Importance. Heart failure with preserved ejection fraction (HFpEF), defined by an ejection fraction > 50%, has emerged as the most prevalent form of heart failure at the community level. Multiple comorbidities, including diabetes, hypertension, obesity, atrial fibrillation, renal diseases, and autoimmune conditions, have been linked to its development. These conditions share common pathways involving oxidative stress, metabolic dysregulation, ischemia, and a chronic inflammatory milieu.Observations.
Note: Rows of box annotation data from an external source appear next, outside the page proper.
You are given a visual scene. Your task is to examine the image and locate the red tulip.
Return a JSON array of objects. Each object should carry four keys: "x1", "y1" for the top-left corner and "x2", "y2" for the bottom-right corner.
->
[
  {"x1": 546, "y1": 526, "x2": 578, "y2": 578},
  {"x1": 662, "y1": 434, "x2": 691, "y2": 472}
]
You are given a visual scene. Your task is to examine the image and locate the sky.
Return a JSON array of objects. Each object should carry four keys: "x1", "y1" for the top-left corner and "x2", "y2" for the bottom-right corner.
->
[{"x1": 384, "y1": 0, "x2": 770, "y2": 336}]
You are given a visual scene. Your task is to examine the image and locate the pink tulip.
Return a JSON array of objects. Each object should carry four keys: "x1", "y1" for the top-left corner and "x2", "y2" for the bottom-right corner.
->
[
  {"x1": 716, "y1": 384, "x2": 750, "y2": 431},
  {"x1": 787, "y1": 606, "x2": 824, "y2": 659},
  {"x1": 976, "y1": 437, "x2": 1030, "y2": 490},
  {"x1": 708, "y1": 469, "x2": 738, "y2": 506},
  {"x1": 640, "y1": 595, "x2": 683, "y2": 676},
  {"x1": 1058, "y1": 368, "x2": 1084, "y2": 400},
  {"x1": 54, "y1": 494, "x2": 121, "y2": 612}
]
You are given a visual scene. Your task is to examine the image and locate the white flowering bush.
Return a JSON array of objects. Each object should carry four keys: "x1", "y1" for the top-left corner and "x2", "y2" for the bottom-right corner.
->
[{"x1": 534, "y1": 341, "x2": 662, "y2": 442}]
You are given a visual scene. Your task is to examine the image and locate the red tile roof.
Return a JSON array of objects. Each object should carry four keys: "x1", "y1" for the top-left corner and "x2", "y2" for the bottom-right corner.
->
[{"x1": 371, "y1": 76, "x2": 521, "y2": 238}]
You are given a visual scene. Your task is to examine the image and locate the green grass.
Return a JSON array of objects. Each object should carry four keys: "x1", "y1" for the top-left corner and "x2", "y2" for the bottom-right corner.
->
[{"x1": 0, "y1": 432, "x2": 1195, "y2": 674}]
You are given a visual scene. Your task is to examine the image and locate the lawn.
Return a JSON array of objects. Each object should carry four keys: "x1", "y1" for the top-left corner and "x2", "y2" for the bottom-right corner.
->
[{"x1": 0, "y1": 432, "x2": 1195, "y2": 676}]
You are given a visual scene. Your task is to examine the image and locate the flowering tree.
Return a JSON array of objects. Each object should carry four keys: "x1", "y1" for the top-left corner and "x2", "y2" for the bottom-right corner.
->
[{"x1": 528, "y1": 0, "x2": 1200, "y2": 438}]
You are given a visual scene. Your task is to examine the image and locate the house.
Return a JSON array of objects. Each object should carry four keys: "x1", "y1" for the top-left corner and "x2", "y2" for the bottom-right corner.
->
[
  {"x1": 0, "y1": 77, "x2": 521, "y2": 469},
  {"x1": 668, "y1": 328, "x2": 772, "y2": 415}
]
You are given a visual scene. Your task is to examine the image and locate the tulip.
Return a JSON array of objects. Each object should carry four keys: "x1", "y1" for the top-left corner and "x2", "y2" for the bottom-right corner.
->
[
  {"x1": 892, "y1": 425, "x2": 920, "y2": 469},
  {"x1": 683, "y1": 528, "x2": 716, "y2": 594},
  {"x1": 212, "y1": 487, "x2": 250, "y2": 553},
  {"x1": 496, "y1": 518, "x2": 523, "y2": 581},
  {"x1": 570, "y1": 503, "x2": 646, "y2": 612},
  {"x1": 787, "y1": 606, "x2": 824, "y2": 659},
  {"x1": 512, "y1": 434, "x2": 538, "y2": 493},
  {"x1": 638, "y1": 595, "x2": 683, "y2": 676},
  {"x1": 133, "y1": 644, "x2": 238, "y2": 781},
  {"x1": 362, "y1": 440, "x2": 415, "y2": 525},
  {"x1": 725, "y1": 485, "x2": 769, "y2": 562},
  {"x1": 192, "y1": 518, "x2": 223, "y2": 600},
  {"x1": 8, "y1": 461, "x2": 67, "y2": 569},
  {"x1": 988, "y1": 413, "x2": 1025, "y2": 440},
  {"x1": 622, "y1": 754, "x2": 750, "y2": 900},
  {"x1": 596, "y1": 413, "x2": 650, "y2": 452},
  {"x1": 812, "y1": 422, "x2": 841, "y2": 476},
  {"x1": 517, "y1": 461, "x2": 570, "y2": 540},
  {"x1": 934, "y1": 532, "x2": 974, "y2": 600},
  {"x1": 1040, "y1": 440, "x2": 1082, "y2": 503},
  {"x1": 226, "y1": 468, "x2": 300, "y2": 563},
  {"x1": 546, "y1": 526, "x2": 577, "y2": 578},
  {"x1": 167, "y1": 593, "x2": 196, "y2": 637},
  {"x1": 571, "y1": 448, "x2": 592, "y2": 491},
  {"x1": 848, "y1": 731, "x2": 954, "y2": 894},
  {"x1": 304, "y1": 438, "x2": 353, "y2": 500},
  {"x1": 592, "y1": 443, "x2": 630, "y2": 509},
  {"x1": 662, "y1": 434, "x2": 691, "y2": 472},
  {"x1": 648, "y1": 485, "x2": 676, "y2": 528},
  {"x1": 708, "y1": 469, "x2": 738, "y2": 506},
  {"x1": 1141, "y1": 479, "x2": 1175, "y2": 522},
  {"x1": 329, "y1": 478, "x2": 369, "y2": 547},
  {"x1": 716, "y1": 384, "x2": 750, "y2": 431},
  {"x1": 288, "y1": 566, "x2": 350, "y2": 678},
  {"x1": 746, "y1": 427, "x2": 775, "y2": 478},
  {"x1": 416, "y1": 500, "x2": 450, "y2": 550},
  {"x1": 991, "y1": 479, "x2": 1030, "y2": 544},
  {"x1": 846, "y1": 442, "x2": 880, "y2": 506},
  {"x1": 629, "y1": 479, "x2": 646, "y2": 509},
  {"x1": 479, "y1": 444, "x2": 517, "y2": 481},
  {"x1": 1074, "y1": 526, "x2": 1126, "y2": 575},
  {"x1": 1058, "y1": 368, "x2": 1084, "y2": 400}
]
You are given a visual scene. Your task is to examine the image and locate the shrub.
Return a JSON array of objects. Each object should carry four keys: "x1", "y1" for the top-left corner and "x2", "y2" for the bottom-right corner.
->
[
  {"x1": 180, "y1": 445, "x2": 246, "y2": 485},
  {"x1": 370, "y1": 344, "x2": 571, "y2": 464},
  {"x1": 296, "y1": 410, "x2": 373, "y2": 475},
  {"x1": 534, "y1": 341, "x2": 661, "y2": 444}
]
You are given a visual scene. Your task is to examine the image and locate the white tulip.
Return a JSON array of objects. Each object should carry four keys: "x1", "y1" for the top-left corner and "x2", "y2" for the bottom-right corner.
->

Patients with autoimmune diseases such as rheumatoid arthritis (RA), systemic lupus erythematosus (SLE), and systemic sclerosis (SSc) exhibit an increased risk of developing HFpEF, often through mechanisms involving chronic inflammation and endothelial dysfunction, which precede the the clinical manifestation of HFpEF.Clinical studies have demonstrated that the risk of developoing HFpEF exists independently of traditional cardiovascular risk factors, underscoring the pivotal role of chronic inflammation and autoimmunity as key contributors to its pathogenesis.The translational implication is that the distinct inflammatory pathways driving these autoimmune diseases (e.g., myeloid-T cells and T-B cell-mediated inflammation in RA, and B cell-driven inflammation in SLE and SSc) should become personalized therapeutic targets to prevent HFpEF progression.Early intervention with novel therapies, such as sodium-glucose cotransporter type 2 (SGLT2) inhibitors, could be crucial in managing these patients during the early disease stages. Additionally, the H2FPEF score should be routinely employed to facilitate early diagnosis and risk stratification, providing a robust framework for personalized management strategies.